Gli stranieri espressero il desiderio di conoscerla, e il parroco li invitò in canonica. Fu certo una scena straordinaria, nella camera del parroco, lui seduto allo scrittoio con la Bibbia in mano e i due extraterrestri in piedi, perché non erano capaci di sedersi.
«Ecco, ascoltate, così forse vi chiarite le idee: “L’Eterno Iddio prse dunque l’uomo e lo pose nel giardino dell’Eden e diede questo comandamento: Mangia pure liberamente del frutto di ogni albero, ma del frutto dell’albero della conoscenza del bene edel male non ne mangiare: perché nel giorno che ne mangerai, per certo sarà la tua morte…”»

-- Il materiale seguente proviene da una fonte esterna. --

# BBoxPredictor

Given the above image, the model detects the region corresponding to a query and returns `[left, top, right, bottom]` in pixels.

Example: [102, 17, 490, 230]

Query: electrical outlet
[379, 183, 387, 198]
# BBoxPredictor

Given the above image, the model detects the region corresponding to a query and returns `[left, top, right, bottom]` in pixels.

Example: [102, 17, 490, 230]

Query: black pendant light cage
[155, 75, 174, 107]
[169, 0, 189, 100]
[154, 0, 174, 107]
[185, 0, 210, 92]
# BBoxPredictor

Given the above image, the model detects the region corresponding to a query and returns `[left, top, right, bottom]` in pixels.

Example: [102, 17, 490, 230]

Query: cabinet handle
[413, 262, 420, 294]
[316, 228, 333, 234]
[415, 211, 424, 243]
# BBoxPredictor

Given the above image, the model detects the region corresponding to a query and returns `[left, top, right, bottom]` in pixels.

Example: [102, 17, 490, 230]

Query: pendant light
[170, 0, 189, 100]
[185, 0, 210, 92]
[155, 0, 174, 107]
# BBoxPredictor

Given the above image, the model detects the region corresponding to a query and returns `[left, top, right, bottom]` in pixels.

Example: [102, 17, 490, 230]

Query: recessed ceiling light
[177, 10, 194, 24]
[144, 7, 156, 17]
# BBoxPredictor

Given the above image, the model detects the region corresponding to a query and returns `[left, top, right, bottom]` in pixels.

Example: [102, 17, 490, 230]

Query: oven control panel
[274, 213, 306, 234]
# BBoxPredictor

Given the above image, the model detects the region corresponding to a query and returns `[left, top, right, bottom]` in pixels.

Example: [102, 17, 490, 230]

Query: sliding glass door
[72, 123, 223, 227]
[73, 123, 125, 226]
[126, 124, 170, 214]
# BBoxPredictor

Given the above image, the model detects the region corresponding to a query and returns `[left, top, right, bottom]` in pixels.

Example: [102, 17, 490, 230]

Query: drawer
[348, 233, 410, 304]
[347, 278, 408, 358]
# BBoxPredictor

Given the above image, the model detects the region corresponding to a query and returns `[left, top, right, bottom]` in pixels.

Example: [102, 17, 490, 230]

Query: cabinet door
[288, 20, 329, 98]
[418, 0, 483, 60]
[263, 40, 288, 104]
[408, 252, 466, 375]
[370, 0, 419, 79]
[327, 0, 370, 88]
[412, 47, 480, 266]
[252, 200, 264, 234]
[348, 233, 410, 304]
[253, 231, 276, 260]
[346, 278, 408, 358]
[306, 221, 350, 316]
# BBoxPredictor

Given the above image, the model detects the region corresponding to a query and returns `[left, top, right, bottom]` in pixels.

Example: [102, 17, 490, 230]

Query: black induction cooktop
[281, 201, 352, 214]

Levò gli occhi dalla pagina e si accorse che i due stranieri erano estremamente agitati.
«… E voi invece l’avete mangiato, vero? Adesso ho capito com’è andata la storia.»
Don Pietro sentì il sangue montargli alla testa: «Sì, certo, ne mangiarono. Ma avrei voluto veder voi. È forse cresciuto in casa vostra l’albero del bene e del male?»
Gli stranieri si guardarono come se fosse scandalizzati: «Certo che è cresciuto anche da noi. Ed è ancora lì , bello verde. Ma noi non abbiamo mai mangiato quei frutti, perché la legge lo proibisce.»
Don Pietro ansimò, umiliato. Allora quei due erano puri, simili ad angeli del cielo, non conoscevano peccato, non sapevano che cosa fosse cattiveria, odio, menzogna. Il prete non parlò, si limitò a fare un gesto con la mano, come per dire: che vuoi? siamo fatti così, peccatori siamo, poveri vermi peccatori… e qui cadde in ginocchio, coprendosi la faccia con le mani.
Quanto tempo passò? Ore, minuti?
«Uomo, che stai facendo?»
Alla voce degli ospiti Don Pietro si riscosse.
«Che sto facendo? Prego. E voi no? Dio non lo pregate mai?»
Adesso gli stranieri sembravano davvero stupiti: «Ma no, perché dovremmo?»
E si allontanarono scuotendo la testa. Ritornarono al disco e avviarono il motore. Piano piano, quasi per miracolo, il disco si staccò dal tetto, prese a girare su se stesso e partì a velocità incredibile in direzione dei Gemelli.
Don Pietro aveva seguito le fasi della partenza, brontolando fra sé: «Poveracci, voi non avete il peccato originale… galantuomini, sapienti, incensurati… Il demonio non lo avete  mai incontrato… Ma Dio preferisce noi di certo! Meglio dei porci come noi… avidi, turpi, mentitori, che quei primi della classe che non gli rivolgono mai la parola.  Che soddisfazione può avere Dio da gente simile? E che significa la vita se non c’è il male, e il rimorso, e il pianto?»
Per la gioia, imbracciò lo schioppo, miro al disco volante che era ormai un puntolino pallido in mezzo al firmamento, lasciò partire un colpo. E dai remoti colli rispose l’ululio dei cani.